PreDet: Large-Scale Weakly Supervised Pre-Training for Detection

Abstract

State-of-the-art object detection approaches typically rely on pre-trained classification models to achieve better performance and faster convergence. We hypothesize that classification pre-training strives to achieve translation invariance, and consequently ignores the localization aspect of the problem. We propose a new large-scale pre-training strategy for detection, where noisy class labels are available for all images, but not bounding-boxes. In this setting, we augment standard classification pre-training with a new detection-specific pretext task.
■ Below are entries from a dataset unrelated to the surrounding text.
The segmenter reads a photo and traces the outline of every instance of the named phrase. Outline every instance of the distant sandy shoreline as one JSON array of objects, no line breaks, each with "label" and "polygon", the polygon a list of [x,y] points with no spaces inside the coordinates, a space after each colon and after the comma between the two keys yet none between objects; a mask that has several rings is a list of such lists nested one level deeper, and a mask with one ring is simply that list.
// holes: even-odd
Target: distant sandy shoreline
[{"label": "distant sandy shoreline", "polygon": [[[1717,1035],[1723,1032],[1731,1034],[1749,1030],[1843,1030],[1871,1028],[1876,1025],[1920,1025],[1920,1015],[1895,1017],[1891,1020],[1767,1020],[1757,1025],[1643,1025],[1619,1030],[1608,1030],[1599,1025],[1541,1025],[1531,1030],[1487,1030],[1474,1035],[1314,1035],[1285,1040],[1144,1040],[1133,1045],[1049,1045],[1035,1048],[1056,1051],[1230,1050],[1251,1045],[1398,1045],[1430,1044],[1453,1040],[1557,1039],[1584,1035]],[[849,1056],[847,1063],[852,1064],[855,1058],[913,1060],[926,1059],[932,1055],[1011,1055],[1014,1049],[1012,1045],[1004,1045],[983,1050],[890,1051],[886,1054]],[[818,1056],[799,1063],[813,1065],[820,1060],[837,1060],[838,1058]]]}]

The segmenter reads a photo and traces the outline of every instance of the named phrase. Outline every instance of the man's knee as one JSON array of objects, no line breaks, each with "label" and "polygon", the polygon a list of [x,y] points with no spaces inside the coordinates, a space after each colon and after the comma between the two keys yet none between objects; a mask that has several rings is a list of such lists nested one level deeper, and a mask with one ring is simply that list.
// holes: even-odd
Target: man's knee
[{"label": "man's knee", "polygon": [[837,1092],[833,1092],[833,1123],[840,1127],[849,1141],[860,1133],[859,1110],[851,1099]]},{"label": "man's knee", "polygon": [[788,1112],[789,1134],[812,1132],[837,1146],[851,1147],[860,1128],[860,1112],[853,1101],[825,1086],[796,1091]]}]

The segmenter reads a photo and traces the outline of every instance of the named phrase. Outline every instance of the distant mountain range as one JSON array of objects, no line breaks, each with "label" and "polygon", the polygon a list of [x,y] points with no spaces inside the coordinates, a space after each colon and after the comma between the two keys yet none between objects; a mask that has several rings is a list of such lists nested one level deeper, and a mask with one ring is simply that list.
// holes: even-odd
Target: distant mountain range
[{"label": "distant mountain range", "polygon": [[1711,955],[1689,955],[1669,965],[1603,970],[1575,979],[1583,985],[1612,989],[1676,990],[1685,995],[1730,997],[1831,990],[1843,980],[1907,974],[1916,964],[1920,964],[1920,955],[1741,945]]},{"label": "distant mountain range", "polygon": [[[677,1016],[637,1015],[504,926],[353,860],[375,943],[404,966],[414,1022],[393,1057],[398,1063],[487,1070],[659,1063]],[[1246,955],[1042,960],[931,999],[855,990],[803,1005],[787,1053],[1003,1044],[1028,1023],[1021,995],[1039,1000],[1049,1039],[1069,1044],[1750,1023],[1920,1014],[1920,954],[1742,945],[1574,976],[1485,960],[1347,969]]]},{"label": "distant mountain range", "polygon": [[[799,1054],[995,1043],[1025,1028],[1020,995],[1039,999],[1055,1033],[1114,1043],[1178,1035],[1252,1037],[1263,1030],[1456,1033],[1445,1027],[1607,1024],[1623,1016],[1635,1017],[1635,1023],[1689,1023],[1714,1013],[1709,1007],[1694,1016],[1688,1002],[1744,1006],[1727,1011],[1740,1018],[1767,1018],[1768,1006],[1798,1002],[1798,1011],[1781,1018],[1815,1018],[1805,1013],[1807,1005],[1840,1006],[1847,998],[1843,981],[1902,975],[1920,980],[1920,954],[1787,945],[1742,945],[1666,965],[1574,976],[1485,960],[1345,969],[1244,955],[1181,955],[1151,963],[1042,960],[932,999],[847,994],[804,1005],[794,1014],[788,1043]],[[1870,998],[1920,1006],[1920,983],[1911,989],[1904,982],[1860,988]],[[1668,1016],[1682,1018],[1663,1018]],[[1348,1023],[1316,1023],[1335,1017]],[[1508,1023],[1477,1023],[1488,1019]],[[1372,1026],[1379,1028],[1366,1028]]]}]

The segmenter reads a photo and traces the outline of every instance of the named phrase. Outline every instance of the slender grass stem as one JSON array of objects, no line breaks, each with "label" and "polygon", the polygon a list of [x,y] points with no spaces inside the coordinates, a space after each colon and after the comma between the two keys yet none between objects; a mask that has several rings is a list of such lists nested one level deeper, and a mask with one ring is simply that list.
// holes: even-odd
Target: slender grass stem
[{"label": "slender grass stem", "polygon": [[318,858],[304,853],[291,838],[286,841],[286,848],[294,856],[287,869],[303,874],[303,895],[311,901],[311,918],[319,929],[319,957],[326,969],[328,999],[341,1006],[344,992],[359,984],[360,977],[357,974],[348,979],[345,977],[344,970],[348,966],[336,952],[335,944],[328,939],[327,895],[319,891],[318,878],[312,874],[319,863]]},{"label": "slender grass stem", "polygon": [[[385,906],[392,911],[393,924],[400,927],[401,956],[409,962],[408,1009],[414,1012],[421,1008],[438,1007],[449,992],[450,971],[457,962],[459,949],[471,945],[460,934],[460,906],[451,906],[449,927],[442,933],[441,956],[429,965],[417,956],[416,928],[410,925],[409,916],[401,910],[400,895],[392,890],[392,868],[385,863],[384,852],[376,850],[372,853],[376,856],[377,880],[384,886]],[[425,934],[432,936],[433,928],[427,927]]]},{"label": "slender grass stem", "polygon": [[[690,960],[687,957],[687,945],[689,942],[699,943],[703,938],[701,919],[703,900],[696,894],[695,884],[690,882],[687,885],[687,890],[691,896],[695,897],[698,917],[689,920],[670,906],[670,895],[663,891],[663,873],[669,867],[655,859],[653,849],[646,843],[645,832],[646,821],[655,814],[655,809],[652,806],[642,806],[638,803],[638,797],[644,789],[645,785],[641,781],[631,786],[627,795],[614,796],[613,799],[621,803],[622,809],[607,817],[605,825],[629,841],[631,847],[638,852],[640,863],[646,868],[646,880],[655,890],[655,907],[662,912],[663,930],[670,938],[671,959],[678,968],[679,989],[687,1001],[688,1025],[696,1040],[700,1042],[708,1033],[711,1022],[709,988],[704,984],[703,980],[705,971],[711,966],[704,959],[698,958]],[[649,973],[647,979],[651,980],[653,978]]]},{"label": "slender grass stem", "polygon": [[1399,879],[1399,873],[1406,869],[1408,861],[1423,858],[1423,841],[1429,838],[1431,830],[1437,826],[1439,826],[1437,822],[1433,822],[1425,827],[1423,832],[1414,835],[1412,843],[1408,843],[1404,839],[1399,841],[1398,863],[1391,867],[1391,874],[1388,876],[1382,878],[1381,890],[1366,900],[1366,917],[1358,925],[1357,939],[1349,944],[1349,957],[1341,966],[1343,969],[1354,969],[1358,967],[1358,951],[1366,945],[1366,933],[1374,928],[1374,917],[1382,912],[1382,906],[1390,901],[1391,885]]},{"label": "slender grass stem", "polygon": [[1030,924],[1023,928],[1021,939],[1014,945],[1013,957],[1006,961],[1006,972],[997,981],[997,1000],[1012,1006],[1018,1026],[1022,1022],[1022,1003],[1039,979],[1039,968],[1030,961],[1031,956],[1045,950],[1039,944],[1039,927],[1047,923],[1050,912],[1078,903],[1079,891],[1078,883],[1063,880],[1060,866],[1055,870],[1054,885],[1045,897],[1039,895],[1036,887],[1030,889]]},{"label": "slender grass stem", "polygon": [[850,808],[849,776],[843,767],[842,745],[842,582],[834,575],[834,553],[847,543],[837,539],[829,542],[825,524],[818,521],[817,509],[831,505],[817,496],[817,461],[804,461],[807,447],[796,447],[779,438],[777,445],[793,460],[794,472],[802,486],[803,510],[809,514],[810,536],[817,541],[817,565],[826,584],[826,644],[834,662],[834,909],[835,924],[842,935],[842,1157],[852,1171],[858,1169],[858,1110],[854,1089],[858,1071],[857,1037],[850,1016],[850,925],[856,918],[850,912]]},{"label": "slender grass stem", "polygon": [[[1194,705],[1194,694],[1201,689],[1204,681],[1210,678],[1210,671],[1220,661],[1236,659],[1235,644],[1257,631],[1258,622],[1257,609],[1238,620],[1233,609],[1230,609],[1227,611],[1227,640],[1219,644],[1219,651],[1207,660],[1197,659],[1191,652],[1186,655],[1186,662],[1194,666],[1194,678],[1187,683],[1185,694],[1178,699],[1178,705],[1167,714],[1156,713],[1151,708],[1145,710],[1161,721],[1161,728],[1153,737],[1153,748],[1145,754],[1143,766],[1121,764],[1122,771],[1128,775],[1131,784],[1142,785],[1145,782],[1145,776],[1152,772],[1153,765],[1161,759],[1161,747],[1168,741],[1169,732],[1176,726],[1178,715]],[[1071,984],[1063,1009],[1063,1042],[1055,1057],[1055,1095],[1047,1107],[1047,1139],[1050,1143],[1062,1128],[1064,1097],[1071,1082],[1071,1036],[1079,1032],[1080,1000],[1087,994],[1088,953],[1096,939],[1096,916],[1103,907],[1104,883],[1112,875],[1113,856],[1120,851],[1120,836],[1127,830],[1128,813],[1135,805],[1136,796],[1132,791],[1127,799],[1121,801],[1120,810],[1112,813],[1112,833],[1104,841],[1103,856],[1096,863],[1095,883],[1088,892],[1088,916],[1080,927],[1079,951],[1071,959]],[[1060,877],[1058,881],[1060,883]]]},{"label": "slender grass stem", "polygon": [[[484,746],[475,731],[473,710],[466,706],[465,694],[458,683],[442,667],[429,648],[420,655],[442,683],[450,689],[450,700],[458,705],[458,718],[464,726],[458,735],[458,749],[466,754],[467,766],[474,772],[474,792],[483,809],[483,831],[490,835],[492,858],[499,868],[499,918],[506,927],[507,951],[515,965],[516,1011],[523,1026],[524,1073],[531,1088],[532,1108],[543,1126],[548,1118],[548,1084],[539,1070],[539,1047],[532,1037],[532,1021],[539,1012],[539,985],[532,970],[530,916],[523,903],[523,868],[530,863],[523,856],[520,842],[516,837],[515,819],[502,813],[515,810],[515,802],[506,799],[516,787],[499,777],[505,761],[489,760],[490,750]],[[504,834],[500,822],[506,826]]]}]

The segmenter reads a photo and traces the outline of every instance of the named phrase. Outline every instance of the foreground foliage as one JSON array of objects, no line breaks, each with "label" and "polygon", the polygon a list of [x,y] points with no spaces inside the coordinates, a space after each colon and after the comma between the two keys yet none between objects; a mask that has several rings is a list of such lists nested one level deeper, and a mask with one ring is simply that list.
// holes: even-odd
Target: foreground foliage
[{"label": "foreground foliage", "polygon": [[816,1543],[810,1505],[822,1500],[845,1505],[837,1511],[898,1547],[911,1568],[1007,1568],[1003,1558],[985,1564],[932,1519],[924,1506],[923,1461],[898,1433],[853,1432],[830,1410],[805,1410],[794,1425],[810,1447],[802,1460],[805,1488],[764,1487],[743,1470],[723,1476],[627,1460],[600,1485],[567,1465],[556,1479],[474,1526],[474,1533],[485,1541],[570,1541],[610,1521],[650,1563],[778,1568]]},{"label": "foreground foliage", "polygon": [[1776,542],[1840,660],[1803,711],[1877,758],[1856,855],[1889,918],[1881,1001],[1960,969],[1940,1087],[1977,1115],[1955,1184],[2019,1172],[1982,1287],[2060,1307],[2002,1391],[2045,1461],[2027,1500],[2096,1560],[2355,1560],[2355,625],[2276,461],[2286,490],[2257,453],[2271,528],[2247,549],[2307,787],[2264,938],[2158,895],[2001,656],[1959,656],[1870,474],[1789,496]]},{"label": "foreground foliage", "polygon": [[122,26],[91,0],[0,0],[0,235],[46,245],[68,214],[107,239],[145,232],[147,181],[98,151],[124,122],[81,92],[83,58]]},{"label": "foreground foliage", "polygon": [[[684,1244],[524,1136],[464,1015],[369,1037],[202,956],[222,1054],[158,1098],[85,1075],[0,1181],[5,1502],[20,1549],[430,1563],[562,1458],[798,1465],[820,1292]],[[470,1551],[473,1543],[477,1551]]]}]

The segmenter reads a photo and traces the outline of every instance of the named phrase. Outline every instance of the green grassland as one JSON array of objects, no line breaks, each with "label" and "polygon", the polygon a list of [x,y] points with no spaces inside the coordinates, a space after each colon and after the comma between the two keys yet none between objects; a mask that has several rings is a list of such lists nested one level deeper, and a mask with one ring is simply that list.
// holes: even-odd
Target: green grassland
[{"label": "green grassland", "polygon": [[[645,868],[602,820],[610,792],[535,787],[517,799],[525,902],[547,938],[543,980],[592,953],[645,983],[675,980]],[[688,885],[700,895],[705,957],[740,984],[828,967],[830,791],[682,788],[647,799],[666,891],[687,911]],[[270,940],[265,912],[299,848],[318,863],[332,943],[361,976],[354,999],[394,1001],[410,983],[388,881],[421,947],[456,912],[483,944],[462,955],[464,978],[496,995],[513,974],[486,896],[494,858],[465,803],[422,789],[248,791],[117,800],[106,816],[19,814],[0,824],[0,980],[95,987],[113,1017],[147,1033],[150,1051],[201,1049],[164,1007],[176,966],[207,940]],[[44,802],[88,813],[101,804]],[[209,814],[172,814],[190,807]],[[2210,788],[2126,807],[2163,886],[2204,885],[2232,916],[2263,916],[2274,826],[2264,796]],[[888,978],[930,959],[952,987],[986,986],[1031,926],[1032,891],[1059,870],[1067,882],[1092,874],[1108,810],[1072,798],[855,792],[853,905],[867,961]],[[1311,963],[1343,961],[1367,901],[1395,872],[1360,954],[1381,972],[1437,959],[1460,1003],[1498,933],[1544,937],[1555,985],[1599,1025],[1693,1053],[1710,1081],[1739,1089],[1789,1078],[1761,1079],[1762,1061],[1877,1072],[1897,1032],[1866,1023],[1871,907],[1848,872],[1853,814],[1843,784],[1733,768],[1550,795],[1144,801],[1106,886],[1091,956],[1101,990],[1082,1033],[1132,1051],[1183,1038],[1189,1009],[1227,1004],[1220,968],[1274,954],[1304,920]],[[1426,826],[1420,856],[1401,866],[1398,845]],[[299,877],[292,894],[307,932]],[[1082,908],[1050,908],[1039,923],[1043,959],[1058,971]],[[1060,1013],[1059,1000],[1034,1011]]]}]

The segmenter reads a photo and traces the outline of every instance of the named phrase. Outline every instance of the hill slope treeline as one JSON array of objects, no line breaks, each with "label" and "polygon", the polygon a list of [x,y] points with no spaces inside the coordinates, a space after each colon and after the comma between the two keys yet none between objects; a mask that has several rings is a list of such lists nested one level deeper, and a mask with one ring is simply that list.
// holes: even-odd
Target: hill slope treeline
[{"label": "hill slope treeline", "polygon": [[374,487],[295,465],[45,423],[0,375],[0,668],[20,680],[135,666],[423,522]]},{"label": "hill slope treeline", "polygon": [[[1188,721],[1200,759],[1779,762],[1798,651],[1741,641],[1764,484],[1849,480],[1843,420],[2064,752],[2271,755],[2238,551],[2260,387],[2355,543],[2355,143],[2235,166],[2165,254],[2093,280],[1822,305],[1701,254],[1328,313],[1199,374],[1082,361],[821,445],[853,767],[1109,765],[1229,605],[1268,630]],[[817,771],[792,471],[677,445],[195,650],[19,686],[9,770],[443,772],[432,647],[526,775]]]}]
Motivated by the noise-contrastive learning based self-supervised approaches, we design a task that forces bounding boxes with high-overlap to have similar representations in different views of an image, compared to non-overlapping boxes. We redesign Faster R-CNN modules to perform this task efficiently. Our experimental results show significant improvements over existing weakly-supervised and self-supervised pre-training approaches in both detection accuracy as well as fine-tuning speed.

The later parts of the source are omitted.